The President followed his mobilization of National Guard and regular forces with a statement strongly critical of Governor George Wallace of Alabama. He read to a televised news conference in the yard of his ranch home a message he had sent to the Governor.
His message said that responsibility for law and order properly rested with state and local governments.
“On the basis of your public statements and your discussions with me, I thought that you felt strongly about this and had indicated you would take all necessary action in this regard,” the President told the Governor. “I was surprised, therefore, when in your telegram of Thursday you requested Federal assistance in the performance of such fundamental duties.
“Even more surprising was your telegram of yesterday stating that both you and the Alabama Legislature, because of monetary considerations, believed that the state is unable to protect American citizens and to maintain peace and order in a responsible manner without Federal forces.”
The President said he had ordered moved to the critical area 1,863 federalized troops selected from units of the Alabama National Guard.
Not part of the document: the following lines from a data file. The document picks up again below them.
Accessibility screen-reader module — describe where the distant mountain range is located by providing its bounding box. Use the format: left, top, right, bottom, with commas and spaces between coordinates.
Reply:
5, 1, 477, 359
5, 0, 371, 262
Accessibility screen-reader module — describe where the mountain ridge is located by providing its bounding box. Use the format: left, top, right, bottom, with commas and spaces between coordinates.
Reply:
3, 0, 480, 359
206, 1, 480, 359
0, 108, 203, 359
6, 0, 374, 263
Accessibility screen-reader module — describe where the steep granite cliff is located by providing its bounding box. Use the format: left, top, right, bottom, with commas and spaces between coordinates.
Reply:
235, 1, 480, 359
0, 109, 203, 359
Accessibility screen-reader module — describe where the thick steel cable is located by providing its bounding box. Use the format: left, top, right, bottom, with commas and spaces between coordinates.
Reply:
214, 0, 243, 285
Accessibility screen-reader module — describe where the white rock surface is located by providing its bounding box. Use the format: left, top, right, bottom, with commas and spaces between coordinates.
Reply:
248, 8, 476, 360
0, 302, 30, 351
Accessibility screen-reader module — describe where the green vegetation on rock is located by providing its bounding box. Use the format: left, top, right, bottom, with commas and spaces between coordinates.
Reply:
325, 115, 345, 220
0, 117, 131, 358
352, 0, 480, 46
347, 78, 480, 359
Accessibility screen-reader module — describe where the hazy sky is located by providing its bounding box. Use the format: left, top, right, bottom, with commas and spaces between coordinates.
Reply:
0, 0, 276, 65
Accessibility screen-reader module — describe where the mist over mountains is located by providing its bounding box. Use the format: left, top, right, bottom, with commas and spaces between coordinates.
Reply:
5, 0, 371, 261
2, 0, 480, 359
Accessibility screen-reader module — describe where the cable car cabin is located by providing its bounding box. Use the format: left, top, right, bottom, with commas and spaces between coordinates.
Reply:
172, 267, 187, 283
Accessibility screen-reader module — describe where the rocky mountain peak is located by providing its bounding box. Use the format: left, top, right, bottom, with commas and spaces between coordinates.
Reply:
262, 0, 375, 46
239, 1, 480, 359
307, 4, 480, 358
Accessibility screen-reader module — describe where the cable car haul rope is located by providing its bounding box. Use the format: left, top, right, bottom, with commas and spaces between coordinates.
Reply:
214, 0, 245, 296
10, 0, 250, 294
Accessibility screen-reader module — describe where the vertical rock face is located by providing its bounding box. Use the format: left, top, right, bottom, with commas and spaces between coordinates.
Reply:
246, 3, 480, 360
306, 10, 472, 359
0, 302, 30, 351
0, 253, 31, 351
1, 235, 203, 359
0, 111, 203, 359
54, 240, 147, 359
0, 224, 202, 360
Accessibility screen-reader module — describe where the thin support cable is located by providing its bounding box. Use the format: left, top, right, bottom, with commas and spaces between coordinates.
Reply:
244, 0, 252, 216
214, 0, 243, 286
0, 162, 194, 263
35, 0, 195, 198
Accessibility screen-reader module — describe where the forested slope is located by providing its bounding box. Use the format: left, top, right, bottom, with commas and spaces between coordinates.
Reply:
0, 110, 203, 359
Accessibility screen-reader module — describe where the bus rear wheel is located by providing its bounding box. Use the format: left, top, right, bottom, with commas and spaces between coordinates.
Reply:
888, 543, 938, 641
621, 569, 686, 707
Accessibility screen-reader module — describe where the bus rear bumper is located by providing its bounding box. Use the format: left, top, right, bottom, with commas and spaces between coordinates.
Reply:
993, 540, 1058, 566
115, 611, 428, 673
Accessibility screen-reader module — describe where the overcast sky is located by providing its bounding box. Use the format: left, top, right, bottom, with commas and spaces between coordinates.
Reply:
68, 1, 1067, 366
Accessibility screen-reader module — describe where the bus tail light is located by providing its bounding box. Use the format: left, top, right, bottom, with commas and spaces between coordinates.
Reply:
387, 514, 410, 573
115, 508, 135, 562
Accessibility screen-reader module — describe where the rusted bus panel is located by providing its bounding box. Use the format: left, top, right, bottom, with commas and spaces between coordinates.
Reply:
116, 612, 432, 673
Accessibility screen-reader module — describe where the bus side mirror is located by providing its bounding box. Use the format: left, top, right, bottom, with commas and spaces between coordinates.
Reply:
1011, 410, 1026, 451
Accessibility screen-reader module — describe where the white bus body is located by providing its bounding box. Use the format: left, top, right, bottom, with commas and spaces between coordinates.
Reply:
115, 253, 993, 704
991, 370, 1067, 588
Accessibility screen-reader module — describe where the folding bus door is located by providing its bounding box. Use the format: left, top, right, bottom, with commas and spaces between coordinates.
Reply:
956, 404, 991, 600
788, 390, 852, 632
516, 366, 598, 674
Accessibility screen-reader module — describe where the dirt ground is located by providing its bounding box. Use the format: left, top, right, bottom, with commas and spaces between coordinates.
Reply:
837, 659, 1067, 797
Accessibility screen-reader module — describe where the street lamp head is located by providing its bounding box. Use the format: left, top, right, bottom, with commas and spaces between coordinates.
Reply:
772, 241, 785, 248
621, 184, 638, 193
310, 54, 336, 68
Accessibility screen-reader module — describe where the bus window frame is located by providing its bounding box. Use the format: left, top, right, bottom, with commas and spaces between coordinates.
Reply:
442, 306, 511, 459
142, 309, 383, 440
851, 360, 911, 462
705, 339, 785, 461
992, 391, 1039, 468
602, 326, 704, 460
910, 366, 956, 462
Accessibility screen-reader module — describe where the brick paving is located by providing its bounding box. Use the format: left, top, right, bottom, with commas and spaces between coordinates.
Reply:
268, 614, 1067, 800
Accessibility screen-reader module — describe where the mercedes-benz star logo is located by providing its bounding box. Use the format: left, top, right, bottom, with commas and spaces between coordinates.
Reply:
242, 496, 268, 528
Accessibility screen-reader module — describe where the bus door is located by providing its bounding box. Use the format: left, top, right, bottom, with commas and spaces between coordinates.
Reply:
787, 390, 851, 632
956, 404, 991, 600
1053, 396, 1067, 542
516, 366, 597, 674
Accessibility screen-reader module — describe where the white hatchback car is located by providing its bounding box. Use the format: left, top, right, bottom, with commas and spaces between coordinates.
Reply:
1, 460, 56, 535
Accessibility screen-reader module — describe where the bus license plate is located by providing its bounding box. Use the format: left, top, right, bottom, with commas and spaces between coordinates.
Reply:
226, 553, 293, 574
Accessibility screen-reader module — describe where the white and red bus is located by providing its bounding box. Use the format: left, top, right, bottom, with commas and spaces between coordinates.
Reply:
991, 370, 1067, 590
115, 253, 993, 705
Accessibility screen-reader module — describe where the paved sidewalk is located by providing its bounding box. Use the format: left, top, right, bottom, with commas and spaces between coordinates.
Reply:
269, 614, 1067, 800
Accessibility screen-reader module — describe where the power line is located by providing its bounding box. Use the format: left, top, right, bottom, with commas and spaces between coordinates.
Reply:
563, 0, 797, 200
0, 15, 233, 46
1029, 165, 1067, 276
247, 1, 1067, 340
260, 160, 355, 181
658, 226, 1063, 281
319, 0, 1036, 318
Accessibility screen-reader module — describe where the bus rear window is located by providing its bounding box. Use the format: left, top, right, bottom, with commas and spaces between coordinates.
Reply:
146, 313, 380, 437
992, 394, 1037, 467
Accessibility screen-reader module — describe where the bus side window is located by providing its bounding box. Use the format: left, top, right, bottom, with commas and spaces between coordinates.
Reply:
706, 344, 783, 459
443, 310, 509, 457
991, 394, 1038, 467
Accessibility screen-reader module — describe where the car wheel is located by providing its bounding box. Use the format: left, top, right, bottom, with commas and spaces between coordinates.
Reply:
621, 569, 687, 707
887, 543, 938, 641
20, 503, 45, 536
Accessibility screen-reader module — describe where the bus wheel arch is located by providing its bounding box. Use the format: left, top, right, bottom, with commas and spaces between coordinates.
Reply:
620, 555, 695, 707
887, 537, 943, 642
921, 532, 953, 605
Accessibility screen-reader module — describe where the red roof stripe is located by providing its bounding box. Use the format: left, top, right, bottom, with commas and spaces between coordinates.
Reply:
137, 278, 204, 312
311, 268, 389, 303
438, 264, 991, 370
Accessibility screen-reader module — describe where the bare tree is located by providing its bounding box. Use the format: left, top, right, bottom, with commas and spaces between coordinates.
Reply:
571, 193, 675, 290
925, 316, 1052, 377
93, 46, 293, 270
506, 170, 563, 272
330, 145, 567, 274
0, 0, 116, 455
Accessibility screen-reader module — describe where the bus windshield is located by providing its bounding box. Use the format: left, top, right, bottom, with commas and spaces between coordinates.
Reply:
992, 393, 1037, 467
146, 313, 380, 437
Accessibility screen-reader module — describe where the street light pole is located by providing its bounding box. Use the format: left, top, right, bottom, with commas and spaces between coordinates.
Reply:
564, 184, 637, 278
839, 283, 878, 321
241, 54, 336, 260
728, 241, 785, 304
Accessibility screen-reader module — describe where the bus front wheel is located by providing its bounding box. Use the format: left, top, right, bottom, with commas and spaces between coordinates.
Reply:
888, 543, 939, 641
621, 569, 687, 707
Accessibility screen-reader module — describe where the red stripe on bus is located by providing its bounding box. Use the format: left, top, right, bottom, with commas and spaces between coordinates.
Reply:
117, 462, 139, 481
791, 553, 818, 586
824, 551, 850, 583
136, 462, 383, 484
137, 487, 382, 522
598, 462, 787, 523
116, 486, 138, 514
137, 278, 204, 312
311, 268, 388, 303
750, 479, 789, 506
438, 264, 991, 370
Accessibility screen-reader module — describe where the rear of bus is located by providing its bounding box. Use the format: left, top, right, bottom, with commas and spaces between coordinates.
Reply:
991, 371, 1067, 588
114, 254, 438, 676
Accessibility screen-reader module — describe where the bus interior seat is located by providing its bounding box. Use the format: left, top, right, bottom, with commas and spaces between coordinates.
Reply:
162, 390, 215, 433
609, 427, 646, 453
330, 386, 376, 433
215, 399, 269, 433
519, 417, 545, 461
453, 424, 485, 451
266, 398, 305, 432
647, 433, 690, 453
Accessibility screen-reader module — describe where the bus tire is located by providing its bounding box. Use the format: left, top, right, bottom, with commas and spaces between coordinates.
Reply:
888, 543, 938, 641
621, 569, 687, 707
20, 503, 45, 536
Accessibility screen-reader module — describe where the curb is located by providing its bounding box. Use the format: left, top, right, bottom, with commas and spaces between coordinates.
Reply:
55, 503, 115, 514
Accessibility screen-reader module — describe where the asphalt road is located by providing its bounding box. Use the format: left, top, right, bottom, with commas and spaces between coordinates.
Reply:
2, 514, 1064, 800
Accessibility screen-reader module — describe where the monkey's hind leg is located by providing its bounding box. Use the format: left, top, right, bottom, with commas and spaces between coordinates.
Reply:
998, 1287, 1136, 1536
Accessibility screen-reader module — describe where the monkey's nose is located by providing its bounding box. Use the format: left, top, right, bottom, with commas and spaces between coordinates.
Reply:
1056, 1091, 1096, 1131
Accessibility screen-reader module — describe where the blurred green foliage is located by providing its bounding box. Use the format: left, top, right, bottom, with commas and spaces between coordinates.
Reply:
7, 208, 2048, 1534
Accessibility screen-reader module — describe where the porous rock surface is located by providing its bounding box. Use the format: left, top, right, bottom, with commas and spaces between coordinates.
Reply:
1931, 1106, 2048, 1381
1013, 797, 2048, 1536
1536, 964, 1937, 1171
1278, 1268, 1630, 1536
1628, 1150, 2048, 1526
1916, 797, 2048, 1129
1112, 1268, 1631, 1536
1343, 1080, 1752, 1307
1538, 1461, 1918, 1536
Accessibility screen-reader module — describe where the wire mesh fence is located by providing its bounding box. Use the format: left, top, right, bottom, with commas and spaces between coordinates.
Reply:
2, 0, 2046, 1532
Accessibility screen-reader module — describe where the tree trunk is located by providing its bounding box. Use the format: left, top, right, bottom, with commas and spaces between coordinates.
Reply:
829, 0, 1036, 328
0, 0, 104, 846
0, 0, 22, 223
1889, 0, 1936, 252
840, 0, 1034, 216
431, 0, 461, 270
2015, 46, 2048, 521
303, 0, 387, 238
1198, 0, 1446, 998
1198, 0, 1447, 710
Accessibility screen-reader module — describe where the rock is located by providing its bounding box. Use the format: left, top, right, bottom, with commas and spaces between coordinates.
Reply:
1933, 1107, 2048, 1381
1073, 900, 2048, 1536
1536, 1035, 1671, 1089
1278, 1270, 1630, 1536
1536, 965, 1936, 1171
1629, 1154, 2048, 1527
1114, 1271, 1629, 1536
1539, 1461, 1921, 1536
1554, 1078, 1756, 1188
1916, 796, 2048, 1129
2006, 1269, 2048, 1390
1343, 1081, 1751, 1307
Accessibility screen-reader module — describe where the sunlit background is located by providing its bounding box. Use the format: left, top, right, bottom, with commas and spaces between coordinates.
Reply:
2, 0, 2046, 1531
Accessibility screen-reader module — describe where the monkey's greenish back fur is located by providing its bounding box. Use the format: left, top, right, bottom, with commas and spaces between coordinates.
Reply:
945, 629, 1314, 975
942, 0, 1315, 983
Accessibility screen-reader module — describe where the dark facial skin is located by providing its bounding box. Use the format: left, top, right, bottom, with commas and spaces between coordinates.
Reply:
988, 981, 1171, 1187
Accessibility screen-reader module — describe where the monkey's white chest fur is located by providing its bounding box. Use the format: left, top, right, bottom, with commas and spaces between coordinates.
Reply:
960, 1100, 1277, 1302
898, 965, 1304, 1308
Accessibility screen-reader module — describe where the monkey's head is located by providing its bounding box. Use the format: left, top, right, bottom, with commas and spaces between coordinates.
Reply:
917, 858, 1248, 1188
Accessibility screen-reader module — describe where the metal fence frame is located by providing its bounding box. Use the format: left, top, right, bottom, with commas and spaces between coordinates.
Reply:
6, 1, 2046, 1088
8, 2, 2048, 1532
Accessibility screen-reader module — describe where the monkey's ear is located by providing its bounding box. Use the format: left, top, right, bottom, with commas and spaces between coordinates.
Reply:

In addition, he said, 500 men of military police units drawn from the Regular Army were stationed at Maxwell Air Force Base in Montgomery and 509 similar troops at Craig Field near Selma.
The latter is the starting point and the former the terminus of a 50-mile civil rights march to protest vote discrimination, to begin tomorrow.
Johnson told his news conference he had also stationed 100 FBI agents at the potential trouble scene in Alabama, together with 75 to 100 U.S marshals, with more to follow.